O objetivo é criar um padrão unificado e extinguir os diversos layouts que existem atualmente. Mas esse objetivo não será atingido ainda em 2026.
Detalhes sobre a NFS-e podem ser lidos na LC 214/2025, Art. 62, paragrafo I.
Impacto da Reforma para a Prefeitura
As prefeituras não são obrigadas a utilizar o emissor nacional padrão.
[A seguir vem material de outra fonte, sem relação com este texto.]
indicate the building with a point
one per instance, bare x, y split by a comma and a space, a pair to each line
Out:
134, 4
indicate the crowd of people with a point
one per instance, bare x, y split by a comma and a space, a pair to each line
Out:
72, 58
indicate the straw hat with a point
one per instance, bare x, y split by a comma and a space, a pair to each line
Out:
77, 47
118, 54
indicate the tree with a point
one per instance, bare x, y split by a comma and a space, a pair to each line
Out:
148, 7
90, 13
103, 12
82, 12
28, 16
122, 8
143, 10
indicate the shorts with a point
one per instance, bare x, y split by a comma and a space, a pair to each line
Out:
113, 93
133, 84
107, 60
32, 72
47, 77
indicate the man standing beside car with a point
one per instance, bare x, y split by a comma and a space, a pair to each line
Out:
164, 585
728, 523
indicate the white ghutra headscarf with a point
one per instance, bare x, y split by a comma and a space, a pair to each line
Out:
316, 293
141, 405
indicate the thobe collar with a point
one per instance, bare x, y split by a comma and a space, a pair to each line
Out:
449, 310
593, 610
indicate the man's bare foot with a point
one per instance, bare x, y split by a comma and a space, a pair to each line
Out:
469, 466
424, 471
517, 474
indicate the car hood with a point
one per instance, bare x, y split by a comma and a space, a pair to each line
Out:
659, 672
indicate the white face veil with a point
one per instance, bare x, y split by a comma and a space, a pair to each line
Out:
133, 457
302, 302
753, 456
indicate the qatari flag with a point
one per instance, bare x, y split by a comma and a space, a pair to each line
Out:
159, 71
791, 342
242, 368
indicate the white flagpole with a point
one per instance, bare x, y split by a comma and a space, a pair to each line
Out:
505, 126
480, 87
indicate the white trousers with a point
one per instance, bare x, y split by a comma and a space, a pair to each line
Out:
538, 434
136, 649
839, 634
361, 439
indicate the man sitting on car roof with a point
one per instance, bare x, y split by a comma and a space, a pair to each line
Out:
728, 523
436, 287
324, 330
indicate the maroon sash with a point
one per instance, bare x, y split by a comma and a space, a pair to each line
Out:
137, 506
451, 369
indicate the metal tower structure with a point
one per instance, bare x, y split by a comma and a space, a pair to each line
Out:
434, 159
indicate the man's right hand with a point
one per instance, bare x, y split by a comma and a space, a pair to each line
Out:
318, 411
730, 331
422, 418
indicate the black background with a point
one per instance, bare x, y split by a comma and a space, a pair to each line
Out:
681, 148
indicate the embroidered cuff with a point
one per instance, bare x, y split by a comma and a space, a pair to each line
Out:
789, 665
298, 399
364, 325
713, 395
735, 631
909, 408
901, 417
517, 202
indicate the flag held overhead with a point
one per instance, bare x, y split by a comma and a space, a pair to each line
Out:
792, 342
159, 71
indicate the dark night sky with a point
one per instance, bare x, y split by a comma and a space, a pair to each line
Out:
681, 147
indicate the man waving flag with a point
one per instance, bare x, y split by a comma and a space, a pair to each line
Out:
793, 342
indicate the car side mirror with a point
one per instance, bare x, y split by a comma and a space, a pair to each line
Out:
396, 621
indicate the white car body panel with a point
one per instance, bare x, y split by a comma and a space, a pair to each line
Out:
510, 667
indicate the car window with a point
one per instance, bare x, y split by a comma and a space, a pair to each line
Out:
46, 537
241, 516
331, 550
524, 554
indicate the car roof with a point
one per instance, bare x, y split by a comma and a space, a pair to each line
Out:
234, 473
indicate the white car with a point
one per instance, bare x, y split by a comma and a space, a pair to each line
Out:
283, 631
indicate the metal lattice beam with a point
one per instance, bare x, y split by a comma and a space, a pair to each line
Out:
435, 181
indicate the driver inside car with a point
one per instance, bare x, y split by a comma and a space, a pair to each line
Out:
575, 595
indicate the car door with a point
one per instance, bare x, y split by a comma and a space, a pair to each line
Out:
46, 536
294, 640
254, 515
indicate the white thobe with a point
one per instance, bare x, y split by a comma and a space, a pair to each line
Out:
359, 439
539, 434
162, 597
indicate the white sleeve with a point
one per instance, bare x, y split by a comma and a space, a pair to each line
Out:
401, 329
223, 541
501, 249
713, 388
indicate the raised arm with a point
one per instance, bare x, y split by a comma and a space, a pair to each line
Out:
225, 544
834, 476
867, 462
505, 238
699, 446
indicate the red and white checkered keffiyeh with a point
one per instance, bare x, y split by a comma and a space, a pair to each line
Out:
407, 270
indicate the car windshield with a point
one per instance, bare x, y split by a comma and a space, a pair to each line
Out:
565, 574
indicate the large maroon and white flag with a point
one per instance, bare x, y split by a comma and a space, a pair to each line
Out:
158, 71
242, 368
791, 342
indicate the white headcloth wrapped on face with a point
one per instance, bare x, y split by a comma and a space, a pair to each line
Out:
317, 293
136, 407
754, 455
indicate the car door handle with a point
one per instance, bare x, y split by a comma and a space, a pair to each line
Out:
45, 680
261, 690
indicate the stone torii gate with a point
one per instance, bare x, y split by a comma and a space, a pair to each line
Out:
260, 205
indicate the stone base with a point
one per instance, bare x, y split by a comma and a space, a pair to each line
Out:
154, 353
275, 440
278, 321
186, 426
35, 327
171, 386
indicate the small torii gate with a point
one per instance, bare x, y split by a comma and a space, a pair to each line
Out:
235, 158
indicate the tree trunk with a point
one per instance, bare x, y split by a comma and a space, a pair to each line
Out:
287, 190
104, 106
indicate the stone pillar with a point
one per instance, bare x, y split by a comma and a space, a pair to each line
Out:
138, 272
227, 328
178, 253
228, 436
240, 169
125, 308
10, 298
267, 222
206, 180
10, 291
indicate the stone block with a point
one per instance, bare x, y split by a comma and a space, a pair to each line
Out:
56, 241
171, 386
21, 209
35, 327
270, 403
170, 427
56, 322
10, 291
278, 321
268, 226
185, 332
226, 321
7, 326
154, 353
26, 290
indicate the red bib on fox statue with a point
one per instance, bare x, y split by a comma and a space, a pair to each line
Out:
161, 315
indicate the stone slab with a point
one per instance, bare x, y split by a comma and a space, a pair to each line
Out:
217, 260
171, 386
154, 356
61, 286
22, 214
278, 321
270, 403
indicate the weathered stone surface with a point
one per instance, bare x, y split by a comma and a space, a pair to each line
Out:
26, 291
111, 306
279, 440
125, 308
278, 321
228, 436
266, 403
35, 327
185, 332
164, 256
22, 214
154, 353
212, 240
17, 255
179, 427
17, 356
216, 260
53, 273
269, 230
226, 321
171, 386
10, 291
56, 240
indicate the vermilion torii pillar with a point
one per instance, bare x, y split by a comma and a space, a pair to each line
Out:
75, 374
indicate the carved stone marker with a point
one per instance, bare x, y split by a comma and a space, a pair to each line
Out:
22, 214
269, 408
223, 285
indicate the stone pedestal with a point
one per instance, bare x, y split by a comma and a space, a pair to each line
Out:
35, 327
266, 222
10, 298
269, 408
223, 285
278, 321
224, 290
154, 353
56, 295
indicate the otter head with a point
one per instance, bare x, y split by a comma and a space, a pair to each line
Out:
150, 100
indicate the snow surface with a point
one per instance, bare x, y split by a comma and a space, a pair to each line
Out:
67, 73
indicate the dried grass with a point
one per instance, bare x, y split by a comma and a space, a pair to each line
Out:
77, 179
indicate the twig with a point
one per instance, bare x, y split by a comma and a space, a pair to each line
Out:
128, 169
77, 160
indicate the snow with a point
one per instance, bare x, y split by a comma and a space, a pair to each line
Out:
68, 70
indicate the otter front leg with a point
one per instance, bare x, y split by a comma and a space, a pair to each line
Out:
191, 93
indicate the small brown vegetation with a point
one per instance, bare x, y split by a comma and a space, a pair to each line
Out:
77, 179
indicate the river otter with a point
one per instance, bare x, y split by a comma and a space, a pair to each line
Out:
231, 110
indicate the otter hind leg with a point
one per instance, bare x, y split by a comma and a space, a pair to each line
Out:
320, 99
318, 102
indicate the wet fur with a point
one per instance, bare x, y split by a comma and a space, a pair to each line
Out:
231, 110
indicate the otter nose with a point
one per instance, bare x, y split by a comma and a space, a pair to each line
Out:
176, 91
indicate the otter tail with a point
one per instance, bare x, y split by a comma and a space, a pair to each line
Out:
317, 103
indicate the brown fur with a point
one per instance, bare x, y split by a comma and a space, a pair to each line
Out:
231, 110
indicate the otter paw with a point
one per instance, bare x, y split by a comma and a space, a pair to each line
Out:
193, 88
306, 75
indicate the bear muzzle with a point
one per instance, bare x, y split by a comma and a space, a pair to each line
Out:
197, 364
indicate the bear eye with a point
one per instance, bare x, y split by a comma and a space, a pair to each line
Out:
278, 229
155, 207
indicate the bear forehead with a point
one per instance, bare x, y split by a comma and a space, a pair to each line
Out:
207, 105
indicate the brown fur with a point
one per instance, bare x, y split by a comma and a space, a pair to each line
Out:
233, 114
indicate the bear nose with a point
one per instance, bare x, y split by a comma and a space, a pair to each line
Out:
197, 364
Elas podem (e a maioria está escolhendo) continuar usando seus próprios sistemas municipais (Ágili, Coplan, ISSNet, etc) com suas integrações, regras e atributos específicos.
Cidades grandes como São Paulo e Brasília já anunciaram que manterão seus emissores próprios, o que significa que as empresas nessas localidades continuarão a usar o sistema municipal.
Prefeituras serão sim obrigadas a compartilhar as notas com o Repositório Nacional a partir de 2026.
Impacto da Reforma para o Contribuinte Emissor de NFS-e
Para o contribuinte, por enquanto o impacto será menor, pois para os municípios que não aderiram a emissão seguindo padrão Nacional o layout continuará sendo o mesmo.
Para quem emite notas em várias cidades, isso significa que a NFS-e Nacional é mais um padrão a ser suportado, e não uma unificação.
Impacto da Reforma para o Tomador de Serviços
O tomador de serviços por outro lado irá se beneficiar pois será possível consultar as NFS-e emitidas contra seu CNPJ no Portal de Gestão NFS-e no formato unificado padrão Nacional.